I have never met Tal Fortgang, but I sympathize with him a lot. A Princeton University student whose grandmother escaped a concentration camp, he noticed how hard his parents and grandparents worked — how much they sacrificed — to give him opportunities. He appreciated that sacrifice, and worked hard to capitalize on the life they provided for him. More than anything else, he despised the idea that people would cheapen that history with a cursory glance and a stereotype.
I love to hear stories about people of varying backgrounds — including race, gender and sexual orientation — who have overcome hate or adversity to achieve incredible things. I think it speaks to the power of character, confidence and creativity, and how these factors can still provide a fulfilling lifestyle today, at least in the United States. But I also want to recognize that we all need a little luck along the way — and that confidence and character can be hard to come by when the deck seems stacked against you.
I noticed a pattern in some of the more thoughtful commentaries regarding the Michael Brown and Trayvon Martin shootings: They spent little time assessing whether the specific instances were examples of racism, and more time explaining why many minority communities simply assumed that was so.
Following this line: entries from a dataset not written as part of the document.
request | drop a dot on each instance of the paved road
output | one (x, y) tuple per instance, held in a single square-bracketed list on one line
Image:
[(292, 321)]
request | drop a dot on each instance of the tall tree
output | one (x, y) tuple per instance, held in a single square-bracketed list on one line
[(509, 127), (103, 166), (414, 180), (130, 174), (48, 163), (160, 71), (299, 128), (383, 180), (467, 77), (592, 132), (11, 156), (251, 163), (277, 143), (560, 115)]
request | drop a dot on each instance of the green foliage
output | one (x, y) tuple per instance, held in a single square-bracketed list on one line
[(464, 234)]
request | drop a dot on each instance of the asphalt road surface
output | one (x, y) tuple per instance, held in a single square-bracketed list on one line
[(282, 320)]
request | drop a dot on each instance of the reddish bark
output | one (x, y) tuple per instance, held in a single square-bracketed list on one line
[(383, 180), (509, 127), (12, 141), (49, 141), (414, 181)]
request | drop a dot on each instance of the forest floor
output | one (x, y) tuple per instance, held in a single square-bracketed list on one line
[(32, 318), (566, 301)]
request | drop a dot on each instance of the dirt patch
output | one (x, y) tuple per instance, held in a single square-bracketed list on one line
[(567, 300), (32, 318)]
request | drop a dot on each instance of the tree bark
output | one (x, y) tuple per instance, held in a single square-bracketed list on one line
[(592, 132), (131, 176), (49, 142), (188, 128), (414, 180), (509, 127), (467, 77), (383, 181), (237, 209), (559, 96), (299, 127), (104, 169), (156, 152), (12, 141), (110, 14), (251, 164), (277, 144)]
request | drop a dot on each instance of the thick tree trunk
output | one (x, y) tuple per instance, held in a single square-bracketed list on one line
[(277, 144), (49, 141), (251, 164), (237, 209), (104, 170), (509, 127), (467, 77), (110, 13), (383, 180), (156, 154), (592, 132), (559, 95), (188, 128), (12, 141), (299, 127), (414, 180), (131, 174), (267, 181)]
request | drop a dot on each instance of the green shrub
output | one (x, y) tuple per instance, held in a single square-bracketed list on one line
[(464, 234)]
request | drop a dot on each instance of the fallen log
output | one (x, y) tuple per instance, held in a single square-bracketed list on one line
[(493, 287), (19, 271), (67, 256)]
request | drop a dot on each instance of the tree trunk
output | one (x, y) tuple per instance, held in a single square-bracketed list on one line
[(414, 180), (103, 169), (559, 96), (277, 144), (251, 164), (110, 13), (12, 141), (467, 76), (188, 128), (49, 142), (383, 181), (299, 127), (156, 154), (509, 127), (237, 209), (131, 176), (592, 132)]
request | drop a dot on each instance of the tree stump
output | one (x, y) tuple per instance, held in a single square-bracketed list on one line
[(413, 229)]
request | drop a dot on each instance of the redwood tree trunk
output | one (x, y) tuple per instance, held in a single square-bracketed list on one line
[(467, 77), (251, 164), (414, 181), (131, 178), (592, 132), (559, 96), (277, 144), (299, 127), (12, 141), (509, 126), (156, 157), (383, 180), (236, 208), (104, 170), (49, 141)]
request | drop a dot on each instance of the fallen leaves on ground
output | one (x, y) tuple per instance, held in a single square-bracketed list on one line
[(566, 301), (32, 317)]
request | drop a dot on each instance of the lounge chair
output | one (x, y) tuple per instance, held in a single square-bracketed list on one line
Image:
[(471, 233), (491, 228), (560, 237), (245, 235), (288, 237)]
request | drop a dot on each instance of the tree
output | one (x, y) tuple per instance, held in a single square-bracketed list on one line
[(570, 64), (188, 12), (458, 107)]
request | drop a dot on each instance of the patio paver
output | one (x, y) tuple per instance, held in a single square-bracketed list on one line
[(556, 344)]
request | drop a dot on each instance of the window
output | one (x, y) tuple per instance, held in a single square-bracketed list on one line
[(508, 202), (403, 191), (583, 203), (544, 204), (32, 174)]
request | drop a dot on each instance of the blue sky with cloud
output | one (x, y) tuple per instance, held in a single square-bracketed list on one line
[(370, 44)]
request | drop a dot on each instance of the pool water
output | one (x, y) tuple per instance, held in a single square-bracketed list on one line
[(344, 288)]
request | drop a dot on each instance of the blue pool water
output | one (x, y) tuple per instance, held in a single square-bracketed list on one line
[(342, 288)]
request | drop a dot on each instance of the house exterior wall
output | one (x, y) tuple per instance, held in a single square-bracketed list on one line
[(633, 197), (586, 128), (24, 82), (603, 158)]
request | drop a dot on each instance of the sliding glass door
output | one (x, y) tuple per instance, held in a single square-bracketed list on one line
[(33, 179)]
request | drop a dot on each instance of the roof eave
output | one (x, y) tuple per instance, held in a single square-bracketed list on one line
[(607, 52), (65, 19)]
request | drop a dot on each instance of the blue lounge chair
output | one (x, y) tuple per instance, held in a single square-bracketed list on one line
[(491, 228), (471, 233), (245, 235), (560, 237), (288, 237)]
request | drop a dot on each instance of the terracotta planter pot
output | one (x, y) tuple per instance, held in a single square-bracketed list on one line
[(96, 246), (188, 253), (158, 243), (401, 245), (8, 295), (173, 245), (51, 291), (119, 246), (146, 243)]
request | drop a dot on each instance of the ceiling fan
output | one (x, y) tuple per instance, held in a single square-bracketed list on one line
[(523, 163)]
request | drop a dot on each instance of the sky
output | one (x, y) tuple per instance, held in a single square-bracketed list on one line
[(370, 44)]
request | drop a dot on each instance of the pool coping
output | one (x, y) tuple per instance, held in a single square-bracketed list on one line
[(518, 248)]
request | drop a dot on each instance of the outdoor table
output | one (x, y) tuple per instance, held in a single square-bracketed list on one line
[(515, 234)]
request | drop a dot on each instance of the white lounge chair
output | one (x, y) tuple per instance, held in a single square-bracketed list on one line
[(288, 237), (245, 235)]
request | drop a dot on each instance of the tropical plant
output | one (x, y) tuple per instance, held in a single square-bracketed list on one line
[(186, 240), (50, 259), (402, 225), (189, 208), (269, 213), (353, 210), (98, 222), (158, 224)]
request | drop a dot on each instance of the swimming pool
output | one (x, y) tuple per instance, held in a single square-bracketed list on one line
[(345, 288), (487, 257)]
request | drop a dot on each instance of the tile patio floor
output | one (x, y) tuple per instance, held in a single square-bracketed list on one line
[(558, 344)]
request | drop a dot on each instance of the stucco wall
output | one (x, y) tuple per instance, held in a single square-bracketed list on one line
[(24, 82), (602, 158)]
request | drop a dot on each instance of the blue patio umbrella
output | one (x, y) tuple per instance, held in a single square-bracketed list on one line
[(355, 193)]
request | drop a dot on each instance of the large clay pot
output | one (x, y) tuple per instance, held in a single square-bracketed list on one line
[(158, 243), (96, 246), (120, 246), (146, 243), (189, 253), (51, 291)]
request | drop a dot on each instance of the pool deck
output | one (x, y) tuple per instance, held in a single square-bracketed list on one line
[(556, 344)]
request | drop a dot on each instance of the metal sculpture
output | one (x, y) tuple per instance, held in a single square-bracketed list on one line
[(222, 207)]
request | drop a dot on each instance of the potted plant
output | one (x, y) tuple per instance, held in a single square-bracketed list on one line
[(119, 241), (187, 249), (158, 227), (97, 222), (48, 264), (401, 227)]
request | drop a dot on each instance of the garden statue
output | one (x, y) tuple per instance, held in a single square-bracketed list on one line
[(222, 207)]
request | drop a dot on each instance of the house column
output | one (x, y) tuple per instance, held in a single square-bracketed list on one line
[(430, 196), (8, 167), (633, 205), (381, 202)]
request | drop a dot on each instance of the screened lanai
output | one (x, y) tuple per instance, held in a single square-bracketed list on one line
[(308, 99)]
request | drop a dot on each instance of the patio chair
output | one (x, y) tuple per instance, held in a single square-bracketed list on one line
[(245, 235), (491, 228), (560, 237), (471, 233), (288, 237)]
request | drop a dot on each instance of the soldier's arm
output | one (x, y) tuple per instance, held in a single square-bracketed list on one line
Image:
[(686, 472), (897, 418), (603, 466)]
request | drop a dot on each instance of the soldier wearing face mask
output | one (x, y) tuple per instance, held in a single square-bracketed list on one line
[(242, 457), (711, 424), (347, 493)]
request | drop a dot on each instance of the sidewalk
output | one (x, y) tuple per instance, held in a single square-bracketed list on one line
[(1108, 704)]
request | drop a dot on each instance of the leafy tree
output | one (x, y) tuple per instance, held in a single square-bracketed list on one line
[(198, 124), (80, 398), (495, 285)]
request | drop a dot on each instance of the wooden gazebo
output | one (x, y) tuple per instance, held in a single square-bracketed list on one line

They tell stories about being pulled over by the police, and “accidentally” slipping a college ID onto their driver’s license, in the hope that they will receive better treatment. They remember the one or two times in their lives where they have been fired upon — they were completely innocent, and the police fired shots.
Now, I certainly do not want to turn this article into a diatribe against a police force that I still plan to call the next time I am in trouble. But I do think we all need to check our privilege—the country as a whole, of course, but also as a private school community of the University of Dallas. It is so easy to sit back, relax and wax philosophical about instituting norms that will incentivize behaviors and structures directed toward developing a person, not simply satisfying needs.
But it’s also important that, in our gratitude for all of the blessings we receive, we do not forget those within our own communities without those same blessings: those without families, without access to robust education and with good reason to distrust authorities.
More than anything else, it’s pretty easy for me to get angry when I think that someone would put me in a box and discredit my life on the basis of skin color, gender or anything else. So I can only imagine the frustration when that goes the opposite way — and when those norms and stereotypes actively deprive or even hinder people from pursuing their own ambitions.
Like most other movements, some people take “check your privilege” way too far, and I think that’s what annoyed Tal Fortgang so much. But that doesn’t mean we should simply ignore the phrase, either.